Открыв дверь гардероба, рыжая девушка с трудом поднялась на колени и выползла наружу. Одета она была в длинное темно-синее вечернее платье а-ля Лора Эшли — вот, правда, верх его был спущен до самой талии. Выбравшись в спальню и встав на ноги, девушка обнаружила, что потеряла лифчик, и начала оглядываться. Бенжамен нашел лифчик — белый, кружевной — на полу шкафа и протянул девушке, галантно и неловко. Девушка, прозаично приняв лифчик, пристроила его на положенное место, затем натянула на плечи платье, и Бенжамен, тоже выбравшись из шкафа, помог ей застегнуть молнию.

— Спасибо, — произнесла она чуть севшим от табака и спиртного голосом. Потом указала пальцем на ширинку Бенжамена, расстегнутую.
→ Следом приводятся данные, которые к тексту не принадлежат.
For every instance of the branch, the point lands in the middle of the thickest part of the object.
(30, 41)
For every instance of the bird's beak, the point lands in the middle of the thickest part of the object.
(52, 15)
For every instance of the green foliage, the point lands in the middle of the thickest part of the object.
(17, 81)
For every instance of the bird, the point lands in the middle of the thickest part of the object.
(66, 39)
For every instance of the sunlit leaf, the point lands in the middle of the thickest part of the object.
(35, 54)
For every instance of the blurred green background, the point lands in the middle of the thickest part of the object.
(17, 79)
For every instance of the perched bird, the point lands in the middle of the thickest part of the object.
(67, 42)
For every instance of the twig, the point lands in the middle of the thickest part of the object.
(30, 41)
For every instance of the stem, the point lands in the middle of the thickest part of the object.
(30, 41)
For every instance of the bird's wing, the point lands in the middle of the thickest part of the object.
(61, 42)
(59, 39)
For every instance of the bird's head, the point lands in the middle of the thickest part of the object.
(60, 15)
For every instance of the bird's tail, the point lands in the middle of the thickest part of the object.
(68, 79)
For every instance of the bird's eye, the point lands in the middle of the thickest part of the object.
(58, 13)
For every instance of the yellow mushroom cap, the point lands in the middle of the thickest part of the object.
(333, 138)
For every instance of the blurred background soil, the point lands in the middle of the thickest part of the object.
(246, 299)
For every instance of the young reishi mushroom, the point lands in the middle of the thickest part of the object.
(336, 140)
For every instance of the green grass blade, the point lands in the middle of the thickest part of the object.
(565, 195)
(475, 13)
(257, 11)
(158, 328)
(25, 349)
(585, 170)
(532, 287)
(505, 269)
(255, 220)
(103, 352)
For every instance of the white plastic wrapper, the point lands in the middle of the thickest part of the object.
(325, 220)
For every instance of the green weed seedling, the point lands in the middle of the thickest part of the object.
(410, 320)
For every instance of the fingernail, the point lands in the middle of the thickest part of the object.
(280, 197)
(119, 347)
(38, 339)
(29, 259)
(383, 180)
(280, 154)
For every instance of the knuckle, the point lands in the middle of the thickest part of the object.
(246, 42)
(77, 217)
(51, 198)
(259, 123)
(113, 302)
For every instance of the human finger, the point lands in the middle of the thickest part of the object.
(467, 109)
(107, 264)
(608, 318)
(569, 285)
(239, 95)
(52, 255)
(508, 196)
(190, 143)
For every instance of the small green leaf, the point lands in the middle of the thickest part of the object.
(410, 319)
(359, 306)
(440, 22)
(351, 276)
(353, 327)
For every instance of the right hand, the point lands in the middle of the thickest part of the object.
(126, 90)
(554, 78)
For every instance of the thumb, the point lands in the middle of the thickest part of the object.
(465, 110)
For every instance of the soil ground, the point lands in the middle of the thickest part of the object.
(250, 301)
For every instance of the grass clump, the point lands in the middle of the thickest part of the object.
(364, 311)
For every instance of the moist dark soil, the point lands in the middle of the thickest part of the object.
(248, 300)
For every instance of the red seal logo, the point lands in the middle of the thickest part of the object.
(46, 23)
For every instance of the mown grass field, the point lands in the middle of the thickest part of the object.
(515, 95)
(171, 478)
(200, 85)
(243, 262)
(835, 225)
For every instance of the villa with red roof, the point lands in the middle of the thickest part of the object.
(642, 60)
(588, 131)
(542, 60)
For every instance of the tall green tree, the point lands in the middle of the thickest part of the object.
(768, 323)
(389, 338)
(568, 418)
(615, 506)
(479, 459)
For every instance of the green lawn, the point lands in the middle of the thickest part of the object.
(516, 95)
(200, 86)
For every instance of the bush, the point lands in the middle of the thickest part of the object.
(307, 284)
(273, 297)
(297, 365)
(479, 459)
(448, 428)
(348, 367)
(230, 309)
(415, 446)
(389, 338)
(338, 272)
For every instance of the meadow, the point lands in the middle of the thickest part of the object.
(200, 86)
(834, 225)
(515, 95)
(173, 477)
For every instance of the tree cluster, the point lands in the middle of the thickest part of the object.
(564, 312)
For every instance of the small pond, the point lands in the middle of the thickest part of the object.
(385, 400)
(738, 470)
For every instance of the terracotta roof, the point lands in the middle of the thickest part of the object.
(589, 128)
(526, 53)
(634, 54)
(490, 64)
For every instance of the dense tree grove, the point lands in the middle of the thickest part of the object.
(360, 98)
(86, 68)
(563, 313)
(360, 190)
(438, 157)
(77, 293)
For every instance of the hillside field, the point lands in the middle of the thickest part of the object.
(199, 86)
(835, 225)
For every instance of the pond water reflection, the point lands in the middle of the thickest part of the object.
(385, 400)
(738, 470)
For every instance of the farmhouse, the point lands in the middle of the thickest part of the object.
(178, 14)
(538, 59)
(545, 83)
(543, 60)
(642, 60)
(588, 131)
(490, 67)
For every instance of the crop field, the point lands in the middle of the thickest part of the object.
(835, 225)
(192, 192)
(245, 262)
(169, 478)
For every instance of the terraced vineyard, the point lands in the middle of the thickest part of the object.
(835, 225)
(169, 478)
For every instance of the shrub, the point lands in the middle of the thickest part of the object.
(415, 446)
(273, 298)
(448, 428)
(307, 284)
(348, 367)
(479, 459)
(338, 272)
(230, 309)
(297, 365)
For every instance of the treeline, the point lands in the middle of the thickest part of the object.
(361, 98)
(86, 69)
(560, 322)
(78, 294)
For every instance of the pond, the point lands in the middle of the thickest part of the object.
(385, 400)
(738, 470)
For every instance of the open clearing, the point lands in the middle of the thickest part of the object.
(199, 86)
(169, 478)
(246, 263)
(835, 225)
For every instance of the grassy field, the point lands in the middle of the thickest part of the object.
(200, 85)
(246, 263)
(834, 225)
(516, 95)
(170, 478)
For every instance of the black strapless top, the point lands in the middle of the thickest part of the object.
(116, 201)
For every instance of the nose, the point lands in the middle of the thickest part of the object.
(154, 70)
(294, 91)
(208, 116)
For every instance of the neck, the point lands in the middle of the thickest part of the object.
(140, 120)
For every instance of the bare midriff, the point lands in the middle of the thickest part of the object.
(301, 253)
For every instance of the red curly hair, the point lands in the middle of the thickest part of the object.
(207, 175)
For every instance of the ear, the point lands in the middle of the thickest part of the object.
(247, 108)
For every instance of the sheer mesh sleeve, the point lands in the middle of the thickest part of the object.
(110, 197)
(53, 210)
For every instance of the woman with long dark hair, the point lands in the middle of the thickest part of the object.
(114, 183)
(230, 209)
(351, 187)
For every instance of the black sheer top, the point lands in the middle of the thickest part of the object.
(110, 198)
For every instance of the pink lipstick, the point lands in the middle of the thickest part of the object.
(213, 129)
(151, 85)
Бенжамен привел ее в порядок. — Пошли, надо выбираться отсюда.

Он спустился следом за девушкой на кухню, переступая через все новые распростертые на площадке лестницы и в коридоре тела. Она включила на кухне свет, озаривший вполне предсказуемую картину опустошительного набега. Куда ни взгляни, повсюду валялись разбитые бокалы, пустые бутылки, разбросанные остатки еды. Чашу, в которой Ирен любовно приготовляла фондю, использовали под пепельницу, и теперь ее наполняли доверху десятки окурков.

Девушка обозрела свое отражение в кухонном окне и скривилась.

— Мне пора домой, — сказала она. Потом вгляделась в лиф своего платья. — Уфф.

— О, — произнес Бенжамен, приметив мозаику белых пятен, происхождение которых было вполне очевидным. — Что это?

— Да уж наверное, не молочный коктейль. Бенжамена услышанное потрясло:

— Это я наделал?

Девушка улыбнулась ему, впервые за утро.

— Не без моей помощи. — Она придвинулась к нему, просунула палец между пуговицами его сетчатой рубашки. — Не помнишь?

Воспоминания, по-прежнему размытые, неясные, с каждой секундой приобретали очертания все более четкие.